The camera of kare jini biri jini Hausa proverb often pictures a very fierce and inconclusive fight between two contenders. We can picture the dog first barking incessantly, with its jaws wide open hoping to scare the baboon into submission. The well-built baboon, on the other hand, is not a coward. He would not jump up the trees to escape the attacking dog; he would not fly. He turns wild too, flexing his muscles, beating his wide chest and destroying the surrounding shrubs to intimidate the dog. He jumps at a branch, breaks it and hurls it at the dog, but the carnivore remains recalcitrantunder the command of his master, barking, barking … and now ready to charge.
And the fight ensues and continues for several minutes and, perhaps, hours…
As the proverb depicts, the fierce fight ends inconclusively with both parties sustaining deeps cuts and innumerable browses. Each contender was lucky to survive it and returns to its shelter licking its wounds. The dog gives up hunting for that day, returns home and is granted a sick leave by its master. The baboon keeps his life and his baby and remains in his territory or migrates to a safer one. The only conclusion reached was that the dog learned to avoid the baboon henceforth, while the baboon learned to include the dog among its dangerous enemies in the Kingdom.

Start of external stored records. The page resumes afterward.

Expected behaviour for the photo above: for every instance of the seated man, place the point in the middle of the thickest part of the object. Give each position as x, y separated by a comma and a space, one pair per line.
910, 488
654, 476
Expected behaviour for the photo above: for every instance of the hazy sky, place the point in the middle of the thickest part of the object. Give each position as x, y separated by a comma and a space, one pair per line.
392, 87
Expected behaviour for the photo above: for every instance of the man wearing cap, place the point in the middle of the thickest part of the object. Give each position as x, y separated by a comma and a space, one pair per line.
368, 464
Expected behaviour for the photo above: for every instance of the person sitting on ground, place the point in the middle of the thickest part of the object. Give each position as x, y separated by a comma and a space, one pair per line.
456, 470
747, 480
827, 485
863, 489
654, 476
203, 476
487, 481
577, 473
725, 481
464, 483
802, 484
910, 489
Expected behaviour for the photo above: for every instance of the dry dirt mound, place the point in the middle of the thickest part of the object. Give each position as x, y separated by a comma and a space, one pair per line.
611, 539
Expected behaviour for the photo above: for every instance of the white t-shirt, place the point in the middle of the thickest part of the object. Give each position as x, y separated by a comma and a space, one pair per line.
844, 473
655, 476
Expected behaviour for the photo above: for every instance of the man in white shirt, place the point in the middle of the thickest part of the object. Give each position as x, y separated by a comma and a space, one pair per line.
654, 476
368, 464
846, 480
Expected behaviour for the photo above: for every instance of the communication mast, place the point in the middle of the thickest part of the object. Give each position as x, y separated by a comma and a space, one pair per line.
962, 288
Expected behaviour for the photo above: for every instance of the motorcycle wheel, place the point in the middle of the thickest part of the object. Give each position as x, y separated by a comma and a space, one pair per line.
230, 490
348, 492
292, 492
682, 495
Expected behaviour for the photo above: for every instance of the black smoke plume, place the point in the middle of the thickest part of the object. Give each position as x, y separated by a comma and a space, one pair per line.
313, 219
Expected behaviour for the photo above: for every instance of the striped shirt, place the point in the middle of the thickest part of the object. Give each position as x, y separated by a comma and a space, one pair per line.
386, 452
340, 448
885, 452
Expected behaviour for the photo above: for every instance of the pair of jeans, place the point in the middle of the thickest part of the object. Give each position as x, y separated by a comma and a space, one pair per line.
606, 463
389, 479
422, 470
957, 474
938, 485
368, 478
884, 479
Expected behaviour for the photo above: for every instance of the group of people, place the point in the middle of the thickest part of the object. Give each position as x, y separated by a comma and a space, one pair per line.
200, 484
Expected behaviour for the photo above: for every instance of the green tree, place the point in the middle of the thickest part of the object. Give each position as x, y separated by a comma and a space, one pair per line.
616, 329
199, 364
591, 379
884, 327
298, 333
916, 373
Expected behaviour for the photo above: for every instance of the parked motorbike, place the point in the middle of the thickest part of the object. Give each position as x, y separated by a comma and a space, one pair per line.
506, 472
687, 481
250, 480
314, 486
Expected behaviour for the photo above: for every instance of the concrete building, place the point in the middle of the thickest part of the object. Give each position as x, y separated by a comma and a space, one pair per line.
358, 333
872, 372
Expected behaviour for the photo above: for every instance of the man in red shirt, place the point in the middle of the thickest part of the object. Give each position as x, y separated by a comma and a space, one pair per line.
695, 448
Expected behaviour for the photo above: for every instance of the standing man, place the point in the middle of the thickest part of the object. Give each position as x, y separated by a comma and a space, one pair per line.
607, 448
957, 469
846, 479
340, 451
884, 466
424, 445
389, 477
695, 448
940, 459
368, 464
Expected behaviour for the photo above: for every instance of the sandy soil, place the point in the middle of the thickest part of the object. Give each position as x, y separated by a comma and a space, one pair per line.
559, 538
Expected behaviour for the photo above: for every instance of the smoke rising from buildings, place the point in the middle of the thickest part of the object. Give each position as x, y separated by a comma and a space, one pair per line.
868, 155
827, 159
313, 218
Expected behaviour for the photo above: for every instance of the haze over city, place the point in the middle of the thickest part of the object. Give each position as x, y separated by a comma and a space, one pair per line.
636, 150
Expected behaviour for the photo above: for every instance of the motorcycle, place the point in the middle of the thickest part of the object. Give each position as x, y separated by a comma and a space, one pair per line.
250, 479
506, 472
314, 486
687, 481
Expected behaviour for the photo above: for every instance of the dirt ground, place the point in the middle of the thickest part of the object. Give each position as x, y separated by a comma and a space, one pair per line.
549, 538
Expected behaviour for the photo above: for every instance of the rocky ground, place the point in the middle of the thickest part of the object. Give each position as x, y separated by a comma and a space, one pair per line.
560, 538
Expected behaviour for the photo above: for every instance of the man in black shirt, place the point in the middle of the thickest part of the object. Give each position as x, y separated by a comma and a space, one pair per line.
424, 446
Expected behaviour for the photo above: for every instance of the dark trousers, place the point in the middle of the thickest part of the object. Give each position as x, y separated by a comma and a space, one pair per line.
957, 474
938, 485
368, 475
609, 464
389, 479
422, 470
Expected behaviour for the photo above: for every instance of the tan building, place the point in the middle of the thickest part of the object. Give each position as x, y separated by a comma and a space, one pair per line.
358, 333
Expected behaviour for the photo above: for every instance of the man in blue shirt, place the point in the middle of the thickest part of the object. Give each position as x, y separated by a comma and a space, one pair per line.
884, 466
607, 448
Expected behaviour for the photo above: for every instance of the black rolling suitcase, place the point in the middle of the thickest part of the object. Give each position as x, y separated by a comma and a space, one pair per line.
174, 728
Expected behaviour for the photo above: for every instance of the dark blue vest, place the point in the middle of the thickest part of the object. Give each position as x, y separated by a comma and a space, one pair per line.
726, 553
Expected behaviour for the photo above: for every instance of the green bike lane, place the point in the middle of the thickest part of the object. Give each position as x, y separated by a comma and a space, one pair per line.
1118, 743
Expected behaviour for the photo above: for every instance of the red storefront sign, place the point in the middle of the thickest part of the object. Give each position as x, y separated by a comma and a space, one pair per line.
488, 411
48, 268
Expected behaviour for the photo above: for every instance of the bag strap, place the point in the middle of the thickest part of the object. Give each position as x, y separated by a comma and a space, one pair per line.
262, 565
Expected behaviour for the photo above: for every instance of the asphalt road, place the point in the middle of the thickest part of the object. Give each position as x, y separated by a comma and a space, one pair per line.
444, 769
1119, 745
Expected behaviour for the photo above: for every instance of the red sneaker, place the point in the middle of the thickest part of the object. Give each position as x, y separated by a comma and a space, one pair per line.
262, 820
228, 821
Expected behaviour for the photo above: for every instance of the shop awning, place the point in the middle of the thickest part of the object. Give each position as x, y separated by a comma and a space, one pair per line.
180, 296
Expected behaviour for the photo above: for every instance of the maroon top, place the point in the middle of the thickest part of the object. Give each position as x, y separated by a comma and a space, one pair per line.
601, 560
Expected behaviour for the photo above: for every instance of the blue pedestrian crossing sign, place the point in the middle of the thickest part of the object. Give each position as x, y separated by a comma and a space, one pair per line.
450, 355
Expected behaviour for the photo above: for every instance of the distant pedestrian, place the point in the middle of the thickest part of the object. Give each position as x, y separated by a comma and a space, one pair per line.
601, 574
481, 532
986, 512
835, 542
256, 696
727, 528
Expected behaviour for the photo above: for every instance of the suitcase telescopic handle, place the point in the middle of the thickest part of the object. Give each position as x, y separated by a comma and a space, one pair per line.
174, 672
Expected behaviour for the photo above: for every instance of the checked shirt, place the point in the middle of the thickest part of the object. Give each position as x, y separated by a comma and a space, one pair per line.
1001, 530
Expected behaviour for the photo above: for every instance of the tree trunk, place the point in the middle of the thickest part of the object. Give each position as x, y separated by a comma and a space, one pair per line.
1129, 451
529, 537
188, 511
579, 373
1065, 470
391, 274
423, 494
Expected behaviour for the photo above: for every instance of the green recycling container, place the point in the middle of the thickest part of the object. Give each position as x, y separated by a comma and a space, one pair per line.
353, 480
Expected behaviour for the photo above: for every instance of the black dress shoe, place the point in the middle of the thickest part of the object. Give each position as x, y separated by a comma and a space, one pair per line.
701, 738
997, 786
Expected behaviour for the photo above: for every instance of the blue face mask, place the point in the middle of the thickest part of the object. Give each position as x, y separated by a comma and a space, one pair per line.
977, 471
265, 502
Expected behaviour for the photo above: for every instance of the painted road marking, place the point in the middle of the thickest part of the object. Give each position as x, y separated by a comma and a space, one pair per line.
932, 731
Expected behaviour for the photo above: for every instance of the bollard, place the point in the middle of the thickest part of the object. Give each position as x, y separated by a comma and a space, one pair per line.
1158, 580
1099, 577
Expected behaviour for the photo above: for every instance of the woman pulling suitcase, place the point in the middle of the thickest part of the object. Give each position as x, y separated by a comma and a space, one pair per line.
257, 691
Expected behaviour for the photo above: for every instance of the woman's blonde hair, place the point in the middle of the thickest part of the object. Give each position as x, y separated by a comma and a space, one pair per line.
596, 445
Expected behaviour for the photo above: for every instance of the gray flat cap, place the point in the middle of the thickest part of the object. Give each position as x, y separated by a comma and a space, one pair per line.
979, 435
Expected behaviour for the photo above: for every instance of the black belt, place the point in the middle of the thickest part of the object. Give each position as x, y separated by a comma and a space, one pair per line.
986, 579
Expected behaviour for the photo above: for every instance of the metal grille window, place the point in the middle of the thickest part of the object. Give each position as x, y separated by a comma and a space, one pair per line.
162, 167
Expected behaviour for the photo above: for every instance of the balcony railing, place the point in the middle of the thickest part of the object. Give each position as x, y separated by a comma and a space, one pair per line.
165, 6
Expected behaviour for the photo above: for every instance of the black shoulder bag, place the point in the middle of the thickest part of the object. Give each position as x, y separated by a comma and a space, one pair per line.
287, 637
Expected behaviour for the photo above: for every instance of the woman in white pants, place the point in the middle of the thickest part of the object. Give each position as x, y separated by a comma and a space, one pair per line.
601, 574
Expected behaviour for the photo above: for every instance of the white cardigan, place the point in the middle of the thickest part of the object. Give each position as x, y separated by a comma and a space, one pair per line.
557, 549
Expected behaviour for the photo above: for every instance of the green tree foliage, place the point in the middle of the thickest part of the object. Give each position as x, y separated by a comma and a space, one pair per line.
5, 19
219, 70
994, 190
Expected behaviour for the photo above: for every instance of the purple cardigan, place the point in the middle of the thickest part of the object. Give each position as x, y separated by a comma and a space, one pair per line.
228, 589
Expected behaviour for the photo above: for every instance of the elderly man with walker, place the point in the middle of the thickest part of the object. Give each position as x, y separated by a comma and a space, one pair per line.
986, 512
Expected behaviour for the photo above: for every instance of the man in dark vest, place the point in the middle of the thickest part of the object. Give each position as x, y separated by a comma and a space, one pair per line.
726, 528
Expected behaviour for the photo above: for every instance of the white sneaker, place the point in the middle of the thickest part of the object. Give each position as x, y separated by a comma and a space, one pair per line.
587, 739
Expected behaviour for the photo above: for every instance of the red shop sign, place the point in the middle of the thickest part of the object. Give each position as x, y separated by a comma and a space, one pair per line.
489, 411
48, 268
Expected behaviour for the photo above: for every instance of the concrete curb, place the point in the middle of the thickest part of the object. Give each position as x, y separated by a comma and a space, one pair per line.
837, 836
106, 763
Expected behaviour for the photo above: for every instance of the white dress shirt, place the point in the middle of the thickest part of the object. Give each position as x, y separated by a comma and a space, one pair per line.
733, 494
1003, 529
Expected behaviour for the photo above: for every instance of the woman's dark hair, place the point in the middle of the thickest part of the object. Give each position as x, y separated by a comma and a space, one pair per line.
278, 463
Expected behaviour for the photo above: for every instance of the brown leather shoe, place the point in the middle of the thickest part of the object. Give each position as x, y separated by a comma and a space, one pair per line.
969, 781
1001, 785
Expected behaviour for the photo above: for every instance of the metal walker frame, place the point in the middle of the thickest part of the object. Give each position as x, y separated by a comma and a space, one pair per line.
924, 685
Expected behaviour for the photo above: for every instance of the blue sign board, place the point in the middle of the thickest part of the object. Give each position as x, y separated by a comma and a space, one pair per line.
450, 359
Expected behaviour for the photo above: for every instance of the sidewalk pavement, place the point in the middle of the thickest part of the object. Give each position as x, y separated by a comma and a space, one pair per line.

In the above, I have tried to capture the proper context and scenario of the proverb. It simply connotes a situation where the fight for something is fierce, where you give your challenger a good run for his money, but where despite the ferocity of the contest, its outcome was not conclusive. In short, when you tell your contender that za a yi kare jini biri jinni, it simply means the battle will be fierce. In the case of Buhari, he was promising his supporters from Niger State that 2015 elections will be fierce; or put in another way, the PDP wIll not have it easy. Simple.
How this simple statement translated into a political missile that says Buhari is promising a bloodbath come 2015 remains one of those sad stories in our practice of journalism.
Let us have a re-read of the mistranslation:
"If what happened in 2011 (alleged rigging) should again happen in 2015, by the grace of God, the dog and the baboon would all be soaked in blood.”
Does this reflect the proper context and meaning of the Hausa proverb kare jini biri jinni that we explained above? No. That is because, among other things, if by the time both the dog and the baboon are soaked in blood, both would have been dead, a picture which the proverb never envisaged. It would have been better for the reporter to say, “Come 2015, I promise you, the fight will be fierce.”
Here, I must say that the words of Buhari were misinterpreted, perhaps deliberately, to entertain the Nigerian public with a sensational story that will keep the presently near-static mill of public opinion running once more, or to invent a weapon to knock him down again in the ring of 2015 presidential contest.
But, to be fair to the reporter also, it was a mistranslation that I think was informed by the history of the General’s consistent call for mass action since 2003, of CPC’s unguarded campaign utterances in 2011 and how they were widely believed to have inspired the post election violence that year, and of the strategy of the General’s supporters of the ANPP especially in Bauchi state in 2007, a la his doctrine of protect your votes, a kasa, a tsare, a raka.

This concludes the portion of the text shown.